Iste bu sevgi ve disiplin…. Ogretmenlerini inanilmaz seviyorlar, okula ucarak gidiyorlar.. her gun her dersten minik sinavciklar oluyorlar, dersleri okulda ogrenip anliyorlar. Her dersten surekli proje yapiyorlar. Yaptiklari projeleri siniflari, veliler hatta okul onunde anlatiyorlar, karne notlarini da boyle aliyorlar. Her seyi deniyerek , gorerek ogreniyorlar. Kantini gormelisiniz, yemek sirasi ip gibi duzgun, itisen bile yok. Ogretmenleri sanki arkadas, onlarin butun sorunlari ile tek tek ilgileniyor, her konuda veliler ile birlikte calisiyorlar.

Kisaca her şey egitimden geciyor , Egitim ise ailede basliyor. Hemen bu gun, su an baslayabiliriz eksiklerimizi tamamlamaya… Ilk sirada Tv var savas acmamiz gereken, sonrada zararli yayinlar. Ama yapma, seyretme , okuma demekle olmuyor. Cocuk onunde somut ornekler gormeli o yuzden kendimizden baslamaliyiz duzeltmeye…

Ilk anlattigim ornekteki okul aile birligi uyelerini dusunun okul kantininde sigara icen! Simdi "...evladim sigara kotudur" dese ne farkeder cocugu icin!!!!

Herkesi uyaramayiz, herkesi duzeltemeyiz ama elimizden geleni yaparak basliyalim. Denize minik bir tas atalim bakalim halkalar nasil yayilmaya baslayacak…

Sevgi ve saygi ile ellerinizden opuyorum. Gonul dostlarima cok cok sevgi ve selamlar.

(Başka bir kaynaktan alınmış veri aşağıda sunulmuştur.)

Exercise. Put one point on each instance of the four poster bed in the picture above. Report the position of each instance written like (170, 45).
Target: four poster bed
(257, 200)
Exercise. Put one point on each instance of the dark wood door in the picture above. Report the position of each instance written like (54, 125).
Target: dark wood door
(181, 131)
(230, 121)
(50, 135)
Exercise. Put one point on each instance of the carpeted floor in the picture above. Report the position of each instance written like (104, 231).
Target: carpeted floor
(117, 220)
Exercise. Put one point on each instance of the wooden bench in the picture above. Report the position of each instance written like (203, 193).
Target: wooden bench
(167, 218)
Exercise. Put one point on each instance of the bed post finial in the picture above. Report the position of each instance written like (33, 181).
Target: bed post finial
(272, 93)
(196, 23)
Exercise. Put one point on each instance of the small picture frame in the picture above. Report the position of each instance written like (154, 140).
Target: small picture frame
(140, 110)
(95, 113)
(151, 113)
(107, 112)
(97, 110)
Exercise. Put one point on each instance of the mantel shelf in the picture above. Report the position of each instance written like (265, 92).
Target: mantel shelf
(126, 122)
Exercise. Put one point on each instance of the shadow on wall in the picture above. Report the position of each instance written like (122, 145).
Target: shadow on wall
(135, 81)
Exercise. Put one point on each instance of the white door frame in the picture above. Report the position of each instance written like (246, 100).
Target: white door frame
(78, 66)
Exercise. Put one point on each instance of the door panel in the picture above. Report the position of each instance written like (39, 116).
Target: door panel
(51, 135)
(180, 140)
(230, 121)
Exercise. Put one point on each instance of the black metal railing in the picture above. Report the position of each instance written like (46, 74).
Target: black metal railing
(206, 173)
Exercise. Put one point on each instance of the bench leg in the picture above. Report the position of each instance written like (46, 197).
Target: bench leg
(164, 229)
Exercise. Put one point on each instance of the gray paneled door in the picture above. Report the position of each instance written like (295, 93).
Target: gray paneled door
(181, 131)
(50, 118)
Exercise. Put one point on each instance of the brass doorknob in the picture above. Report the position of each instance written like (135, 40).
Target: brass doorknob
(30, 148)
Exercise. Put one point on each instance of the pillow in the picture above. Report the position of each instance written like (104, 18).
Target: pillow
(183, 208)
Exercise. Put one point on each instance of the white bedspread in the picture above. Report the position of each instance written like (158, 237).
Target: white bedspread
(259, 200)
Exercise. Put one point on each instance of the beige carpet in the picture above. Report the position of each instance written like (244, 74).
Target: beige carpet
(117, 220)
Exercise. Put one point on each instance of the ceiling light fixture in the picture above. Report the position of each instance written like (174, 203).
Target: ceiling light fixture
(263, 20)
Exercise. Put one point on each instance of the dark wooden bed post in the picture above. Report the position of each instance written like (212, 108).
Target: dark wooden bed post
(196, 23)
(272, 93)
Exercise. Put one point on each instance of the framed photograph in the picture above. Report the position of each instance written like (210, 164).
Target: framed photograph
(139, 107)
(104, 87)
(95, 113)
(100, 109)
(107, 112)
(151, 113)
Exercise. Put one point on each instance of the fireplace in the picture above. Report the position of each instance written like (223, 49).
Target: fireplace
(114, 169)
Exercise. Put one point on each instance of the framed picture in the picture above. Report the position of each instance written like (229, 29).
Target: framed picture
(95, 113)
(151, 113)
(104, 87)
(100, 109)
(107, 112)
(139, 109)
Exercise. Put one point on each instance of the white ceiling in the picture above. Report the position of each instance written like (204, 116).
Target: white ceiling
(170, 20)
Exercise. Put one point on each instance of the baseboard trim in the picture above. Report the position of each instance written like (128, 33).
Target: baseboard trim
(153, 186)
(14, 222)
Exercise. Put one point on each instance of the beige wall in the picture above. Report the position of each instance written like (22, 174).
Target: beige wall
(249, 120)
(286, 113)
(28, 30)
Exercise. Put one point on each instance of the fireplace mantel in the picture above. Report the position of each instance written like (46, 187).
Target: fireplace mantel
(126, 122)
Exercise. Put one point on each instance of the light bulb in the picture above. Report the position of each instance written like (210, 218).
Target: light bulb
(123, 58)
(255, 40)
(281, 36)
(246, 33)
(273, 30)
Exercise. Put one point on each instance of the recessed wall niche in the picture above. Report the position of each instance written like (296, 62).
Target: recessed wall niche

Bu arada Konferansinizin tarihi yaklasiyor orada olup izleyebilmeyi isterdim ama mumkun olmuyor. Insallah goruntu kaydini sitede gorebiliriz.

Rabbime emanet olun.

Ozden CICEK
Creative & Decorative Painting
Dubai

www.ozdencicek.com

Sayın Sabri Tandoğan Efendi Hz'nin cevaben yazdıkları :

Sayın Özden Çiçek,

Muhterem efendim, mailinizi okuduktan sonra gördüğüm ihtişam karşısında gözlerim kamaştı. Ne diyeceğimi bilemiyorum. Allah sizden razı olsun. Eğitim konusu ancak bu kadar güzel işlenebilir.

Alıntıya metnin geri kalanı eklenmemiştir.